In studies of coated samples, there are two ways of covering the materials: thermal evaporation in high vacuum and sputtering, considered the most efficient and therefore the choice for carrying out the present work (Mannheimer, 2002). However, it is common that a research laboratory with large numbers of Young researchers not present any metallizers. Thus, a viable alternative would be the use of low acceleration voltage by transfers electrons. The only disadvantage to this could be the compromising of the three-dimensional aspect of the image (Pretorius).
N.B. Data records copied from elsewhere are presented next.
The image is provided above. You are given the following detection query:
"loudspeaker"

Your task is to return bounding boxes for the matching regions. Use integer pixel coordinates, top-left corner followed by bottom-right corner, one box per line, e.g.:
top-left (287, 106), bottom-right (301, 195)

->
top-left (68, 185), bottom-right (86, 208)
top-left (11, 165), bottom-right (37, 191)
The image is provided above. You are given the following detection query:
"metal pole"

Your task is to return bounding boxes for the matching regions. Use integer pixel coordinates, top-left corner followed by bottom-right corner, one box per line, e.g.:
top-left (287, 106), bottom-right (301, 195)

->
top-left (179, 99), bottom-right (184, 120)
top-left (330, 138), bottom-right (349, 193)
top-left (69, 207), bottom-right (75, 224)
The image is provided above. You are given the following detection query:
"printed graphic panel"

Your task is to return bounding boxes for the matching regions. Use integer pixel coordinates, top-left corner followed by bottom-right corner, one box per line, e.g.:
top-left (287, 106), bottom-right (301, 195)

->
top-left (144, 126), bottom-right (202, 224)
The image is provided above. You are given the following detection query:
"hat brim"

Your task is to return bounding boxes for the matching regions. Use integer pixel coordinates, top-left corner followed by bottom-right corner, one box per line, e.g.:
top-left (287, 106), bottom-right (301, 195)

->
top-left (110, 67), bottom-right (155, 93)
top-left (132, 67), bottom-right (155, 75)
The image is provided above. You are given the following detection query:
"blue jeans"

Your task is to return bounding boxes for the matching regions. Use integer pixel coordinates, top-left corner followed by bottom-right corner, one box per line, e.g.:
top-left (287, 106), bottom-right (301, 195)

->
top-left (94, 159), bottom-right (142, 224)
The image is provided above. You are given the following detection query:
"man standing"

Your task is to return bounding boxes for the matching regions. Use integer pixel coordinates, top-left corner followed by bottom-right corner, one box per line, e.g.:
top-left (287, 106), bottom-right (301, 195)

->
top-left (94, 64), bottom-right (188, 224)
In this way, we used coated and uncoated kidneys samples (cortex) in order to observe the glomerular morphology. We have seen that the podocyte structures were better characterized when the samples were metallized. However, the use of low voltages for the observation of uncoated samples was able to reveal the surface of the sample, allowing analysis of themorphology and the state of the glomerular function. Furthermore, uncoated material allows the SEM technique to be executed faster and cheaper, which makes it possible to maintain scientific research in a scenario of economic crisis. Souza et al. (2013) described a morphometric technique to quantify the length of foot process in coated samples. It is known that the integrity of the filtration barrier components is fundamental for renal health, and the effacement of the foot process may be indicative of kidney dysfunction, as seen by Kim et al. (2017). This technique could be easily reproduced in uncoated samples, due to the preservation of the glomerular ultrastructure found in our study. It should be noted that this alternative to the conventional method was ensured by the fact that the microscope used here has a field emission electron source, which is an advantage over tungsten filament microscopes. Obviously, more studies are needed to validate this technique in uncoated materials.
The results showed that it is possible to use kidney samples without previous coating to evaluate the glomerular morphology at the ultrastructural level, serving as a tool in the study of pathologies. However, whenever possible, coating should be preferred as it enables higher quality images.